Do Depth-Grown Models Overcome The Curse Of Depth? An In-Depth Analysis

ICLR 2026 Conference Submission20628 Authors

19 Sept 2025 (modified: 08 Oct 2025)ICLR 2026 Conference SubmissionEveryoneRevisionsBibTeXCC BY 4.0
Keywords: stacking, language model, reasoning, efficient training, depth analysis
TL;DR: We analyse how growing Transformers gradually in depth improves reasoning by boosting depth utilization and inducing modular computational circuits.

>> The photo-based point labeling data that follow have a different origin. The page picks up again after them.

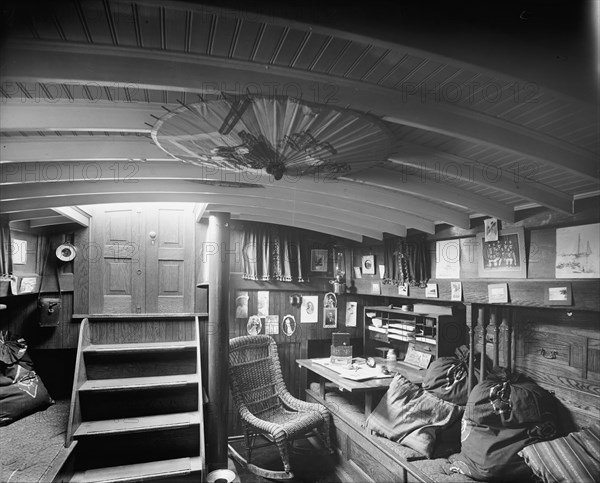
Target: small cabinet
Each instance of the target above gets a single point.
(435, 330)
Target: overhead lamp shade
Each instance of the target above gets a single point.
(278, 134)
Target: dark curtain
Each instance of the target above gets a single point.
(405, 262)
(273, 253)
(5, 247)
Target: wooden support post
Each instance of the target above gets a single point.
(216, 254)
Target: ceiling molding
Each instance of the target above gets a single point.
(307, 226)
(389, 179)
(426, 160)
(50, 62)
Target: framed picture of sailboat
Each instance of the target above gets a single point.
(577, 251)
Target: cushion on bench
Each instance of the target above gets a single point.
(410, 415)
(575, 457)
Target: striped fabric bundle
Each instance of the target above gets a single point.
(573, 458)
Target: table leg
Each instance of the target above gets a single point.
(368, 403)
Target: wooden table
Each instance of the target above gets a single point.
(368, 386)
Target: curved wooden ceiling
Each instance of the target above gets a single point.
(83, 82)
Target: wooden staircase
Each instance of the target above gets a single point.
(137, 402)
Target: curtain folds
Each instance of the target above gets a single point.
(273, 253)
(405, 262)
(5, 247)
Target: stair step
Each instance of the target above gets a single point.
(153, 470)
(138, 383)
(140, 347)
(137, 424)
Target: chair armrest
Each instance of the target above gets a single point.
(261, 424)
(300, 405)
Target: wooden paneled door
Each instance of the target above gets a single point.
(142, 259)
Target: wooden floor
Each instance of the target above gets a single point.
(309, 464)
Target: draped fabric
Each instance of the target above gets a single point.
(273, 253)
(405, 262)
(5, 247)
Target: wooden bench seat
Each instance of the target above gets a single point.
(363, 456)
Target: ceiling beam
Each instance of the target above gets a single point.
(396, 180)
(100, 116)
(131, 173)
(74, 214)
(56, 62)
(78, 148)
(426, 161)
(257, 198)
(199, 211)
(31, 215)
(49, 221)
(307, 226)
(318, 218)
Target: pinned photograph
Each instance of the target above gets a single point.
(559, 295)
(368, 265)
(272, 324)
(431, 290)
(498, 293)
(241, 305)
(254, 326)
(330, 318)
(263, 303)
(318, 260)
(505, 257)
(308, 311)
(288, 325)
(456, 291)
(351, 308)
(491, 229)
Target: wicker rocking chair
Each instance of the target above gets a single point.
(265, 405)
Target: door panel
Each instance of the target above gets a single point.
(146, 262)
(169, 263)
(116, 278)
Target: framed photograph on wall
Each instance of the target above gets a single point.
(318, 260)
(503, 258)
(498, 293)
(330, 318)
(368, 265)
(559, 294)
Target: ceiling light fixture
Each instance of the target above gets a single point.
(279, 135)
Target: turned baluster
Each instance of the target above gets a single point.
(482, 323)
(506, 328)
(471, 323)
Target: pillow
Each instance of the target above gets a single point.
(22, 392)
(409, 415)
(573, 458)
(447, 377)
(25, 396)
(504, 414)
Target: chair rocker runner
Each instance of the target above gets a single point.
(265, 406)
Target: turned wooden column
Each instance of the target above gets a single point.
(216, 252)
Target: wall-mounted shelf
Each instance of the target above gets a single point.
(431, 329)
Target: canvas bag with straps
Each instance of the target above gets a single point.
(49, 305)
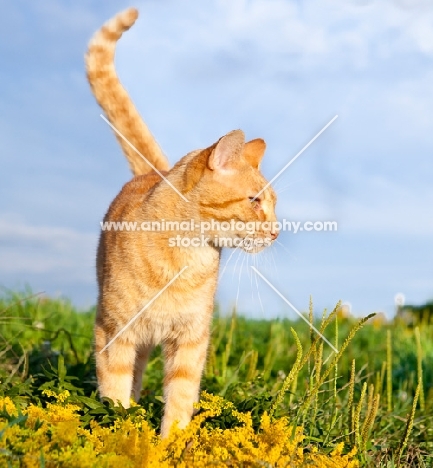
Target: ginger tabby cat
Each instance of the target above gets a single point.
(220, 183)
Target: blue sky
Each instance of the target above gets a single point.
(279, 70)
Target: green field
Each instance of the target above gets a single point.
(281, 397)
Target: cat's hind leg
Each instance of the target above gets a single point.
(114, 366)
(141, 358)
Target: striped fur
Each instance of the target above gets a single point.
(132, 267)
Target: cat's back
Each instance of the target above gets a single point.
(131, 198)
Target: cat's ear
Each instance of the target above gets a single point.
(254, 151)
(227, 150)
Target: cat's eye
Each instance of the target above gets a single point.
(255, 202)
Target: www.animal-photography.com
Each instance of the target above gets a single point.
(216, 234)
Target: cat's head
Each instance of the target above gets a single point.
(227, 186)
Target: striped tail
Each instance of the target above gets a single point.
(114, 99)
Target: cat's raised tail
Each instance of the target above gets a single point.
(114, 99)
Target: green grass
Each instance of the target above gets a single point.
(364, 398)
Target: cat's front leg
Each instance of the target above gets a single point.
(184, 363)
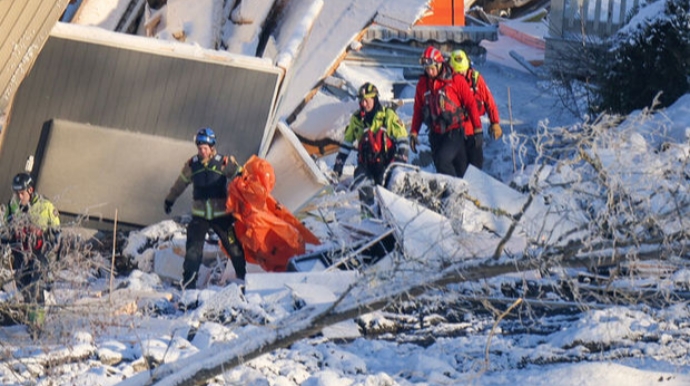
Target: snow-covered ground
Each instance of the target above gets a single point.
(111, 338)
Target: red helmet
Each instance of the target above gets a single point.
(430, 57)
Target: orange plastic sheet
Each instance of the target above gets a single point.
(268, 232)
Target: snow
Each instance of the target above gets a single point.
(201, 328)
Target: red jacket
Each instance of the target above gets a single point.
(435, 95)
(485, 101)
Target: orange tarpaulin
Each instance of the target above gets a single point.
(269, 233)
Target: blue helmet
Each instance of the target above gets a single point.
(22, 181)
(205, 136)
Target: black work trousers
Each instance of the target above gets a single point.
(196, 234)
(452, 152)
(30, 273)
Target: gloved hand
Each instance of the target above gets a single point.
(414, 142)
(478, 138)
(167, 206)
(339, 163)
(495, 131)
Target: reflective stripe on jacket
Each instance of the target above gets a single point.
(41, 212)
(446, 87)
(384, 118)
(209, 203)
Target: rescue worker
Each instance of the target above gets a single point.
(482, 95)
(209, 173)
(444, 103)
(33, 223)
(380, 135)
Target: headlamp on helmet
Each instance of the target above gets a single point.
(431, 57)
(205, 136)
(22, 181)
(367, 90)
(459, 61)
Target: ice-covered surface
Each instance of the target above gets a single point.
(107, 338)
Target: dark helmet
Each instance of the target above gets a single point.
(431, 57)
(205, 136)
(22, 181)
(367, 90)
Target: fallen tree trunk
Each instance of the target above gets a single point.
(198, 368)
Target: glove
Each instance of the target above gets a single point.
(495, 131)
(167, 206)
(339, 163)
(478, 139)
(414, 142)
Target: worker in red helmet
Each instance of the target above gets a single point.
(445, 104)
(461, 64)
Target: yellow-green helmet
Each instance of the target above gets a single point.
(459, 61)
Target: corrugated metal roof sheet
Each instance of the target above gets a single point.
(24, 28)
(148, 88)
(435, 34)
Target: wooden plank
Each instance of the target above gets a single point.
(597, 17)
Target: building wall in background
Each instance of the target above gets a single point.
(24, 28)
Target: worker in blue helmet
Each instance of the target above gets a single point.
(209, 173)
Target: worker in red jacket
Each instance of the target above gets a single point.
(485, 101)
(445, 104)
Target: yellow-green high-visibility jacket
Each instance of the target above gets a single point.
(384, 118)
(41, 212)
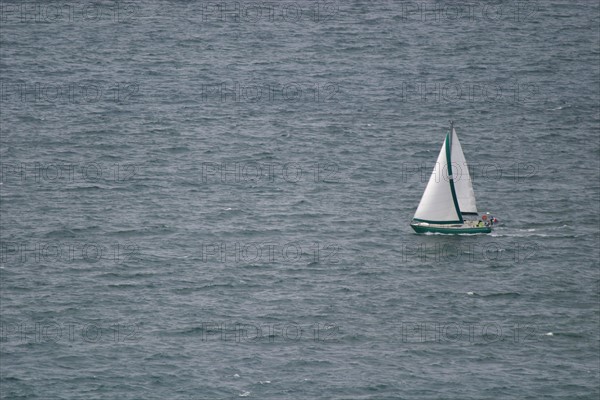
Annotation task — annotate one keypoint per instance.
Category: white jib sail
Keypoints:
(437, 203)
(463, 186)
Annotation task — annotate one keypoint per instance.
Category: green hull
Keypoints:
(451, 231)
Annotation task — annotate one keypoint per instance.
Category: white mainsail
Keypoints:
(449, 192)
(437, 203)
(463, 185)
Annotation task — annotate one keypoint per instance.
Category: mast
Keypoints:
(450, 172)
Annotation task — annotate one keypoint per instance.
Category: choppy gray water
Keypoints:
(207, 200)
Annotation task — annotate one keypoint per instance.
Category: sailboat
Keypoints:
(448, 203)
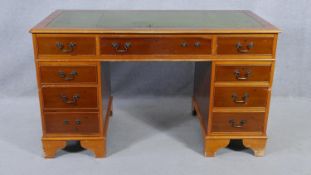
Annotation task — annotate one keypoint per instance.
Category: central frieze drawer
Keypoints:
(69, 97)
(155, 45)
(59, 45)
(240, 97)
(71, 123)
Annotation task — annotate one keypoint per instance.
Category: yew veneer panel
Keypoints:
(242, 73)
(68, 74)
(71, 123)
(69, 97)
(240, 97)
(66, 45)
(231, 122)
(158, 45)
(244, 45)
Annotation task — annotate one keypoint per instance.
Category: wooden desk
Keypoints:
(233, 51)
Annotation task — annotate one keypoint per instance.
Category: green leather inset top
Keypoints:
(155, 19)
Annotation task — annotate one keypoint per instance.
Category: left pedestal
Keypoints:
(75, 105)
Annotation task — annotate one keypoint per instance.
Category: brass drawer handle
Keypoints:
(70, 47)
(66, 100)
(70, 76)
(78, 122)
(184, 44)
(66, 122)
(243, 99)
(197, 44)
(237, 125)
(238, 76)
(117, 46)
(240, 47)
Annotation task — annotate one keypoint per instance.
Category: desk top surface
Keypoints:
(153, 21)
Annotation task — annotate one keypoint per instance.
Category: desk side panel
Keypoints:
(201, 89)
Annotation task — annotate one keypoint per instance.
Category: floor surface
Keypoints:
(153, 136)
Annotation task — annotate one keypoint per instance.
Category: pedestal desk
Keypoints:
(234, 54)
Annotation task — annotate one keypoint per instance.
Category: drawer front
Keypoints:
(155, 45)
(66, 45)
(71, 123)
(68, 74)
(244, 45)
(69, 97)
(238, 122)
(242, 73)
(240, 97)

Abstract: Gradually growing the depth of Transformers during training cannot only reduce training cost but also lead to improved reasoning performance, as shown by MIDAS (Saunshi et al., 2024). Thus far, however, a mechanistic understanding of these gains has been missing. In this work, we establish a connection to recent work showing that layers in the second half of non-grown, pre-layernorm Transformers contribute much less to the final output distribution than those in the first half-also known as the Curse of Depth (Sun et al., 2025, Csordás et al., 2025). Using depth-wise analyses, we show that growth via gradual middle stacking yields more effective utilization of model depth, changes in the residual stream structure, and formation of permutable computational blocks. In addition, we propose a lightweight modification of MIDAS that yields further improvements in downstream reasoning benchmarks. Overall, this work highlights how gradual growth of model depth can lead to formation of distinct computational circuits and overcome the limited depth utilization seen in standard non-grown models.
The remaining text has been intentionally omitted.